Larry Sherman described his newly developed mouse model in which the schwannoma-related Brg1 gene is mutated.  Schwann cells derived from this mouse are hyperproliferative (divide too much) and make abnormally high levels of a growth factor BDNF; he is investigating whether this could potentially contribute to pain and a schwannomatosis phenotype.

Yuan Zhu presented a new mouse model that develops NF1 related of plexiform neurofibromas, dermal tumors and MPNSTs that are progressive and somewhat mimic the human state.  

The final session of the conference included presentations on new NF drug targets. Ronen Marmorstein is using structural design to optimize novel PAK inhibitors; this is partly in conjunction with Joe Kissil through a recently funded Children's Tumor Foundation DDI Award which will test them in animals with NF2 tumors.

Best 2009 Posters were a coup for Finland: Minja Laulajainen, University of Helsinki won Basic Science category for a merlin-focused study, and Lotta Alivuotila, University of Turku won Clinical category for a cognitive-focused NF1 study.  The 2009 NF Conference closed with the announcement of the 2011 NF Conference Chairs, Nancy Ratner and Michel Kalamarides. Before then of course, the 2010 NF Conference (‘NF- Back to the Future') - will take place in Baltimore, MD June 5-8, 2010 and will be co-chaired by Sue Huson and Filippo Giancotti.    

Monday kicked off with a session focused on cognitive deficits of NF1 tackling topics such as the challenges of translating learning disabilities mouse research findings into human trials, as well as molecular drug target updates. This included results from testing drugs in learning disabilities fruit fly models (a well received presentation from Foundation-funded Young Investigator Linnea Vose). It is emerging that the clinical features of NF1 cognitive deficits are driven by many things in the brain, including potentially the way that some of the neurons (nerve cells) develop and ‘wire up' in the first place. Learning disabilities continues to be a really exciting and fast moving area of NF1 research.

Among today's NF2 presentations Vijaya Ramesh reported that cell signaling element mTORC, long recognized as an important candidate drug target for the treatment of NF1 tumors, may also be a key drug target in NF2 tumors meningioma and vestibular schwannoma. For example rapamycin which targets mTORC was able to shrink meningioma tumor cells - which are overly large -  back to a more normal size.   

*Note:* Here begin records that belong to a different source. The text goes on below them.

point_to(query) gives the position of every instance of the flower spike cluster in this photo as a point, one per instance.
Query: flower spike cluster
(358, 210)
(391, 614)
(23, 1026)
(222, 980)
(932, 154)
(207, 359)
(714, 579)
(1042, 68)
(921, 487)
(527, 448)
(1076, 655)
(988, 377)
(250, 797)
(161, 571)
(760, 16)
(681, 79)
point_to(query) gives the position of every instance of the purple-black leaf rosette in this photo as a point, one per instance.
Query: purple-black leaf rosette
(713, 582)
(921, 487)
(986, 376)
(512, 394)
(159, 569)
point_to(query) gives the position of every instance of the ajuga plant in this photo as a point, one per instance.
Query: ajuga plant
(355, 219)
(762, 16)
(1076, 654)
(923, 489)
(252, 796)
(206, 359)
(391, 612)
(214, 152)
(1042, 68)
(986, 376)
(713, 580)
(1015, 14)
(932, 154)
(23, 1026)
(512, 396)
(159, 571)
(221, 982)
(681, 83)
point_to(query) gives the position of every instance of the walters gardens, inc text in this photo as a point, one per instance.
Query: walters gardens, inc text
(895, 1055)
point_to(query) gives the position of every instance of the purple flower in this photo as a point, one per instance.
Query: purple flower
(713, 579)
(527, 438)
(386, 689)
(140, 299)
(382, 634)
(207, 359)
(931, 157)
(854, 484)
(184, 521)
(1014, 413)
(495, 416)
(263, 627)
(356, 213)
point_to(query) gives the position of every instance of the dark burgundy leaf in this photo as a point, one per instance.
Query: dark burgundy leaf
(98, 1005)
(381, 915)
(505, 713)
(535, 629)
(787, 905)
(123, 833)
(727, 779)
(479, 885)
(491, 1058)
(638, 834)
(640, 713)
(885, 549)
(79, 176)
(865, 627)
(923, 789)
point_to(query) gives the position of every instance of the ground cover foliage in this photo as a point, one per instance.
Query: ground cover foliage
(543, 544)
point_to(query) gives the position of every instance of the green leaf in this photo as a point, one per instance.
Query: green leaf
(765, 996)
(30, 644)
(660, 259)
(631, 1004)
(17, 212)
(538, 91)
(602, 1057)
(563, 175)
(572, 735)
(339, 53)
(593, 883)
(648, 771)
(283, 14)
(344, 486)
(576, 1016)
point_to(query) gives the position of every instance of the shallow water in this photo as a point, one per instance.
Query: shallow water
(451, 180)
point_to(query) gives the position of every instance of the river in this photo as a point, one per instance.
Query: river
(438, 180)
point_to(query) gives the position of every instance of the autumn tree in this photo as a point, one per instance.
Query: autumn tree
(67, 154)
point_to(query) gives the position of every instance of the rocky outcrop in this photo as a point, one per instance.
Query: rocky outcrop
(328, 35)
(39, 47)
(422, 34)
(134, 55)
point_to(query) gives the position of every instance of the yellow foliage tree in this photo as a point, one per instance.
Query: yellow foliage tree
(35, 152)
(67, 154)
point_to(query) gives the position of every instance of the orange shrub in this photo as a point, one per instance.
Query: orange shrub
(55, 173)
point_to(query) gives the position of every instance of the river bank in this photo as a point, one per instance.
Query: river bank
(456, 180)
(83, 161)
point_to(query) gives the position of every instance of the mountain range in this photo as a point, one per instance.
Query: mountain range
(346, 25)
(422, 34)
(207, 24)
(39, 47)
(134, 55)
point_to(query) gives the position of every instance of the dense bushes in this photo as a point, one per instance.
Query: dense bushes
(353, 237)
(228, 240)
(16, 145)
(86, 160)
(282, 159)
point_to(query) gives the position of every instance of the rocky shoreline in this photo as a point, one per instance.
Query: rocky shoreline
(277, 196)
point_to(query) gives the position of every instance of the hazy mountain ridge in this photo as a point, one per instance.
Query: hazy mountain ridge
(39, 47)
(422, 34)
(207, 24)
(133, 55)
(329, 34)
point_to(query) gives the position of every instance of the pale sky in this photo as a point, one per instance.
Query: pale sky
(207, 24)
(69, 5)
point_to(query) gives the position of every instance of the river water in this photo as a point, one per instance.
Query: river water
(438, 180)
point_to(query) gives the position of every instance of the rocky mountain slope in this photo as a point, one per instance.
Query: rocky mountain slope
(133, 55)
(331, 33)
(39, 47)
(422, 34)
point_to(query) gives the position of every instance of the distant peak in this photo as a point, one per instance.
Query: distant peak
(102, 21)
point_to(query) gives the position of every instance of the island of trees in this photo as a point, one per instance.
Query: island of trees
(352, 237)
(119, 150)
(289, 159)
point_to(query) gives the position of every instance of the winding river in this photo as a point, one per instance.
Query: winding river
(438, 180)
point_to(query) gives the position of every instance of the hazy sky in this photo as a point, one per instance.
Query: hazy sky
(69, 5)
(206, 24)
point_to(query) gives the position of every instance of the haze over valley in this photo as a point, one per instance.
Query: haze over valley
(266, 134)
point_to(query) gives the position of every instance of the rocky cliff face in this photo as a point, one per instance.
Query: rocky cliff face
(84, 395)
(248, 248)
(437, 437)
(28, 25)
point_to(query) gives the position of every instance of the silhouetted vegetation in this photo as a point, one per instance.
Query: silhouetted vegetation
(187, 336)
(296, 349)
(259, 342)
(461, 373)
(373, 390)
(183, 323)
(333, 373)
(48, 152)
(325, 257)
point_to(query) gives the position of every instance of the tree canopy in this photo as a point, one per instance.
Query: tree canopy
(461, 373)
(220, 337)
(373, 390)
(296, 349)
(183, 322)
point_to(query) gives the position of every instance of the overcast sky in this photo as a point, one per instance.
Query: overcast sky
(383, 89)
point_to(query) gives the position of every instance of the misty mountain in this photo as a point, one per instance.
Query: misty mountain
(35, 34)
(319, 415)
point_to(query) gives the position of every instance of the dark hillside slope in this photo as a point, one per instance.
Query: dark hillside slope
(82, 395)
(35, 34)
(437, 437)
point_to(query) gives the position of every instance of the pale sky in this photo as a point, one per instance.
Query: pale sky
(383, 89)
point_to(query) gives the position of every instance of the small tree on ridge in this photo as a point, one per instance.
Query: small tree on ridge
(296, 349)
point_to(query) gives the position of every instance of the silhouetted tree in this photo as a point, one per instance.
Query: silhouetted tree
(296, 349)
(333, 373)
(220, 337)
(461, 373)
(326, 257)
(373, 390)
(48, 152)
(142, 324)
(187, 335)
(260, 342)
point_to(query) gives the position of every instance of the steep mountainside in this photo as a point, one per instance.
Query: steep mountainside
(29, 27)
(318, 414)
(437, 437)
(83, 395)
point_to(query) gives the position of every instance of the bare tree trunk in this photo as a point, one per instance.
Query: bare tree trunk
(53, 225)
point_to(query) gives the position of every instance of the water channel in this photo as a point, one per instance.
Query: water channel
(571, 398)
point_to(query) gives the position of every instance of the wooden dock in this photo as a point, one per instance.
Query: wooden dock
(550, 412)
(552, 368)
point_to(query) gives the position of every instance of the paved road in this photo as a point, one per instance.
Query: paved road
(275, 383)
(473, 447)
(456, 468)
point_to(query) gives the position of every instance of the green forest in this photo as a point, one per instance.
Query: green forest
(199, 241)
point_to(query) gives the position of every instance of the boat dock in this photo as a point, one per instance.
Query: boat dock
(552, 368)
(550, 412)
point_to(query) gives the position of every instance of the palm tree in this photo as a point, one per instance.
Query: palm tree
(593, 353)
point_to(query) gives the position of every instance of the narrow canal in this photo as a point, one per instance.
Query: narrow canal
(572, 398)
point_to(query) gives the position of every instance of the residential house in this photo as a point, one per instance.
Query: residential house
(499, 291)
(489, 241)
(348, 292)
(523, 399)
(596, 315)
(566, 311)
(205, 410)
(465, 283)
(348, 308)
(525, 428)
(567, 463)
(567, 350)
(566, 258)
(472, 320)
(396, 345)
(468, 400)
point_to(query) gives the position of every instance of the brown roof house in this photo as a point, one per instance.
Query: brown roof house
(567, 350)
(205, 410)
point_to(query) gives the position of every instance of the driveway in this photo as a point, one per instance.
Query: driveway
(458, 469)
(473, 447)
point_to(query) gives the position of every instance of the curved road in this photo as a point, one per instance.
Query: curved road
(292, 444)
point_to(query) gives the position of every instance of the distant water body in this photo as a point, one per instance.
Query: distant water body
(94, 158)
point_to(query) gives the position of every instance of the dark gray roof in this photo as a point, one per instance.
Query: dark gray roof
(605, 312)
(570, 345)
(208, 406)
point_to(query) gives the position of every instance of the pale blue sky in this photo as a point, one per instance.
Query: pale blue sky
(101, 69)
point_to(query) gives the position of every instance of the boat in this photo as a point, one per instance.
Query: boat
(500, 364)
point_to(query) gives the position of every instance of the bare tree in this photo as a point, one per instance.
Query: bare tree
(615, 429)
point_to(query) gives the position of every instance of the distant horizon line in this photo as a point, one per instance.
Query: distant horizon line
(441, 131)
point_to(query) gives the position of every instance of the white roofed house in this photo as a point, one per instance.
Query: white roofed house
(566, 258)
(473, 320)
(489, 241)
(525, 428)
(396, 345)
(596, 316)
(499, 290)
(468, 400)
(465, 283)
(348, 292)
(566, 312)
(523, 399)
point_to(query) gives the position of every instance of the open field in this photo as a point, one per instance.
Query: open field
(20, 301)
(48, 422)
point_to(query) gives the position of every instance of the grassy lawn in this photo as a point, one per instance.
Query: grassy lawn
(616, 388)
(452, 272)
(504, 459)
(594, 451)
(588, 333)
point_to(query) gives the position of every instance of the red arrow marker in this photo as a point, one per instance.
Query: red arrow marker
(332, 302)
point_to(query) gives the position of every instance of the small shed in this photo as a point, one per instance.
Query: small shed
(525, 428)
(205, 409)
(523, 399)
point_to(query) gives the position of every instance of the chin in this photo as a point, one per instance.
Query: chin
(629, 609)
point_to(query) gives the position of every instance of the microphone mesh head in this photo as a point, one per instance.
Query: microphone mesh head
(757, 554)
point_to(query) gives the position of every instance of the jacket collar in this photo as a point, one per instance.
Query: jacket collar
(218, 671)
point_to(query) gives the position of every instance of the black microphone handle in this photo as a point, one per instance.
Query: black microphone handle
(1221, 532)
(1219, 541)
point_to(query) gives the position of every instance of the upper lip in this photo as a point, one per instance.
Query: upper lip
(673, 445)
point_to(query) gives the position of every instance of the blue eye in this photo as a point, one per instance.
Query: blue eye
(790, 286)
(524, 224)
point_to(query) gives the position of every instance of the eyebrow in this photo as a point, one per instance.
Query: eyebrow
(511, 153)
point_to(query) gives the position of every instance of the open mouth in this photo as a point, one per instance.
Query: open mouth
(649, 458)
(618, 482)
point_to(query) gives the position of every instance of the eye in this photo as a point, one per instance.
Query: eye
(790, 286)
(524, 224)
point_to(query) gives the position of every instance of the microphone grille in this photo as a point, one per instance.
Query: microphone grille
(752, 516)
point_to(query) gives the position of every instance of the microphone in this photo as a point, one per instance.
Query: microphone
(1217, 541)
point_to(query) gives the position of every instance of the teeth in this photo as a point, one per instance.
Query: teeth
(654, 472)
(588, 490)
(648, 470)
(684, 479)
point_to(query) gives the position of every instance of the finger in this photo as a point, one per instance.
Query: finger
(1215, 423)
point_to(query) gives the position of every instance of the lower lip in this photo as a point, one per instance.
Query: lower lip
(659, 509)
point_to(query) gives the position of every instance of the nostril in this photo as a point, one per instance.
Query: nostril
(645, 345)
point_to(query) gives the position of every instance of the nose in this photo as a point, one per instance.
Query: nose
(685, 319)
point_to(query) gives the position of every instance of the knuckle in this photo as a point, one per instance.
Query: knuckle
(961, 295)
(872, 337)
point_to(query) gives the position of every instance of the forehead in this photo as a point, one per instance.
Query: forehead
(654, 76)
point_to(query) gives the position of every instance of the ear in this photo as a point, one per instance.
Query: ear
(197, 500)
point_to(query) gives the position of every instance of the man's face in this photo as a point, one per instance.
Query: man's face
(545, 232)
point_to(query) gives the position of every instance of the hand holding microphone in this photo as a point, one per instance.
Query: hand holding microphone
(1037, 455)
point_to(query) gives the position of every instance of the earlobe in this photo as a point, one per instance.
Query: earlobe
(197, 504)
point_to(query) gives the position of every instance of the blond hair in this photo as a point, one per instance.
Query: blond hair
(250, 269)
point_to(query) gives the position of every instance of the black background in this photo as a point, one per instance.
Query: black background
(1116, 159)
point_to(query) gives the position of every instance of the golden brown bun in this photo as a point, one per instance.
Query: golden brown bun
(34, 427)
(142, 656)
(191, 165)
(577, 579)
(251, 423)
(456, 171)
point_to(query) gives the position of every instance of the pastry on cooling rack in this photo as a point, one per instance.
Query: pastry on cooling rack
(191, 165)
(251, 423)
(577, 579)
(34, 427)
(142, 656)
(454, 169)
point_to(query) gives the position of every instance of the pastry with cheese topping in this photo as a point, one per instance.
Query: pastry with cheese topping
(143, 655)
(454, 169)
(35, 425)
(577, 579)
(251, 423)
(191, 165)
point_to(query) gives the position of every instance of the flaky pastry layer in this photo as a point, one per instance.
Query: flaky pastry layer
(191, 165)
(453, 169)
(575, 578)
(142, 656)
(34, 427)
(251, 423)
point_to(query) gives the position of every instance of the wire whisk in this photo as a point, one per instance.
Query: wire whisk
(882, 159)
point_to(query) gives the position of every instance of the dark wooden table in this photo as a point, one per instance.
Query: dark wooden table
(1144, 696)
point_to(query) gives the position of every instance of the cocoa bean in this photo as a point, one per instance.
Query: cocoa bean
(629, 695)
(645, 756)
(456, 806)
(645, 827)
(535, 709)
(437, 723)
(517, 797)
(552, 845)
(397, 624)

 The theme of the 2009 NF Conference is ‘New Frontiers', a nod to the remarkable progress made in NF research and the tackling of new challenges, such as sorting through emerging clinical trial options. However, some truly brand new frontiers remain. Schwannomatosis, the rarest form of NF, causes peripheral nerve tumors and unmanageable pain. A candidate gene for schwannomatosis, called INI1, was identified just two year ago, but many mysteries remain. Are NF2 mutations also involved in schwannomatosis? What about other genes?   Some of these issues were addressed in a session Monday morning. A major challenge to answering these questions is lack of patients, since many clinics will at most see only a handful of schwannomatosis patients, and a lot of the patients are being seen elsewhere perhaps in pain or plastic surgery clinics. For this reason the Children's Tumor Foundation is supporting a special initiative to establish a collaborative schwannomatosis database that will collect patient data from as many clinics as possible. On Monday evening representatives from about ten clinics US and international met to hammer out the questions this database must ask - these need to be detailed enough to make the data collected ‘mineable' (searchable, meaningful) to identify patients for follow up studies. Also though, at the first cut, the amount of data to be entered can't be too onerous as to put clinics off taking the time to enter it. The Foundation is providing initial funding to get this database up and running, but perhaps our most important role in this will be to encourage and drive as many clinics as possible to participate. We are very fortunate that this effort is being driven the enthusiastic Allan Belzberg and Amanda Bergner at Johns Hopkins and excited to see it move forward.